If I'm trying to nail down a certain fill or some complicated rhythm then I'm feeling like you do.

Stick with it...it'll work out.
 

JaysonJeanChannel

Well-known member
When I practice alone, I hate the way I play, I struggle with just about every aspect. but If I play along with You tube vids or with other musicians, things change, and I don't feel as bad about my playing. Am I the only one this happens to? or am I just kidding myself?
I used to feel the same way you do and still do to some degree. When you playing along music, you just don't hear your playing 100% so you can't catch what's going on. Playing alone, you do hear those notes you may be lacking or missing. Whenever you're in this funk, analyze why you don't like it and improve on it. One tip I highly recommend is to record yourself whenever you play, especially when you're playing along to music. This can help you better catch things to improve.
 

ToneT

Well-known member
I record myself every evening; whether I'm playing alone or to music. From there, I can critique my playing. I record the metronome as a separate track too when practicing and / or playing on my own.
I love playing along to music with headphones on. I also record that as well.
 

Yamaha Rider

Well-known member
Still a learner myself - but for what it's worth, I don't enjoy playing the drums on their own.
The only time I play them without music is practising rudiments or learning specific techniques - but playing along with music ,and even better, musicians is why I play drums - and what drums were made for.
And in imo, if you sound good playing to music, you are good!
 

Xstr8edgtnrdrmrX

Well-known member
When you practice alone, are you working on improving some aspect of your playing? Or just playing around the kit - random grooves, fills, etc?
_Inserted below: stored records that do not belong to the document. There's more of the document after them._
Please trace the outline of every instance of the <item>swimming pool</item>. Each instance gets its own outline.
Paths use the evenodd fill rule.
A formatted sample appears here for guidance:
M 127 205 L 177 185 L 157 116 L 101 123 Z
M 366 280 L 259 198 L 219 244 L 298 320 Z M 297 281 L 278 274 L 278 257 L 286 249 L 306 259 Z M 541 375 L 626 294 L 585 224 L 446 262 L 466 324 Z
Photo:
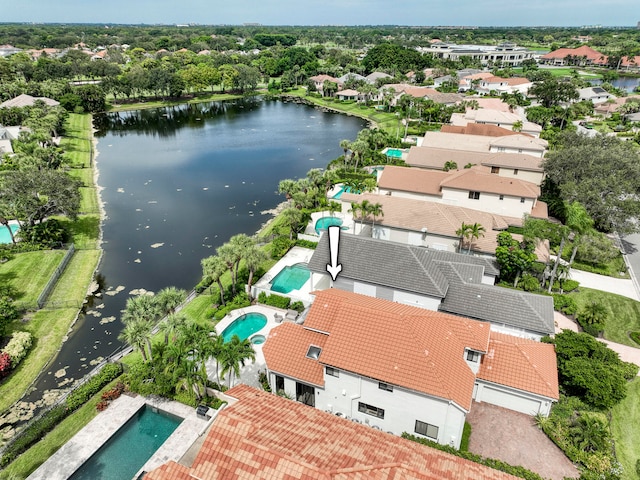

Personally I find the latter very unfulfilling. I love being part of an ensemble, and contributing to creating an experience for everyone present - band members and audience. Most of my personal practice is spent improving facility. That involves a lot of sucking. :D However, I appreciate the process of sucking at something, working through whatever mechanical and psychological obstacles I have, and aquiring the facility to do something I couldn't do before.

This may not apply. The questions above were my first thought reading your post.

for set, I HAVE to be playing along to something or I get bored pretty quick...unless I am learning. Then it is just me and a met. I can't stand "noodling" on any instrument I play. It always has to be some kind of focused, goal oriented practice. I think this is due to my OCD in a way <--- order. Things have to be in order.

One of my bands writes that way...3 hours of random noodling. I had to tell them that I can't be at those writing sessions....give me some ideas that at least have a structure. They were like "but don't you just want to fiddle around with some different beats?" NO!!! I will do that when there is some kind of phrase structure...
 

Hewitt2

Senior Member
I record every note I play. Then you can hear what woeked and what didn't. Helps a lot!

Interesting, I guess that assumes you have time and inclination to listen back to every note you play? In essence you are practicing twice....

Totally agree about the importance of recording practicing. But it may be more productive to listen back on things you are really focusing on.